Realistically, we could populate an "atomic data store style" layer in realtime with what is in effect a versioned (timestamped, journalized or however you term it) replica of the source, a replica which is probably suited for realtime reporting but what we don't get are the features of a data warehouse that we come to expect in a traditional star schema DW. We possibly miss out on: data validation through the ETL process, data enrichment and derived measures, conformed dimensions, slowly changing dimensions (especially type 2 SCD) through surrogate keys. It may well be that you don't actually need a star model, after all one of the viable DW models for an Exadata warehouse is just that; a bunch of conventional tables joined on the natural business keys.
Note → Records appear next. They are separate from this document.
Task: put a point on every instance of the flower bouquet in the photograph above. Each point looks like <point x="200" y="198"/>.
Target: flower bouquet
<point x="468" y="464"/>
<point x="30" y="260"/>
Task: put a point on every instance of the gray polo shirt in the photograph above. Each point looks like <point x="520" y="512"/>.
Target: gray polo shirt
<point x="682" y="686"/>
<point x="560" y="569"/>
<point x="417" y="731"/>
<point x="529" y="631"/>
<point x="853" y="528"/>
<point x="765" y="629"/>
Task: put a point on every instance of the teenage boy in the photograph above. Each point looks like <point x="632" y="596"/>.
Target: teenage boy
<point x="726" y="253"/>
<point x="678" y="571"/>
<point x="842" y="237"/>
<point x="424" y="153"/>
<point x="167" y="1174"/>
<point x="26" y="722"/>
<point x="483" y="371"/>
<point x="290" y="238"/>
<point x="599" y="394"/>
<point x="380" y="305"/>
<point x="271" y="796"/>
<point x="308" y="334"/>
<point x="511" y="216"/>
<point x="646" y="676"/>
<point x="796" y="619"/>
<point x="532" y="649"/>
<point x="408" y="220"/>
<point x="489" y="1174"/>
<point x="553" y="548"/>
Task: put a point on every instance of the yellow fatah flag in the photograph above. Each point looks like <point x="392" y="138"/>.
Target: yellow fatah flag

Another point to consider is that it is quite unlikely that all of the fact domains in a data warehouse need to be realtime ones; for example data sourced from a supplier's EDI feed may arrive far less frequently than, say, sales transactions from the company's web-store. Obviously, if we have realtime feed of sales, we must ensure we have all of the dimensional (reference) data loaded before a new transaction arrives, or else develop robust ways to handle this. This is a situation where we need business knowledge; if a new customer can be created at time of purchase (as often is the case for a web sale) we will need a realtime customer feed along with the realtime sales feed, but for banks with strict money laundering regulations customers are registered way before transactions occur, so a timely load of customer is likely to be sufficient.

Not only is it unlikely that all data feeds to a data warehouse need be realtime, it quite likely for some "facts" that only some measures are realtime measures. Consider sales: we know the quantity and the price charged to the customer at the time of the sale, but we may well not know the cost of goods until the time the order is fulfilled.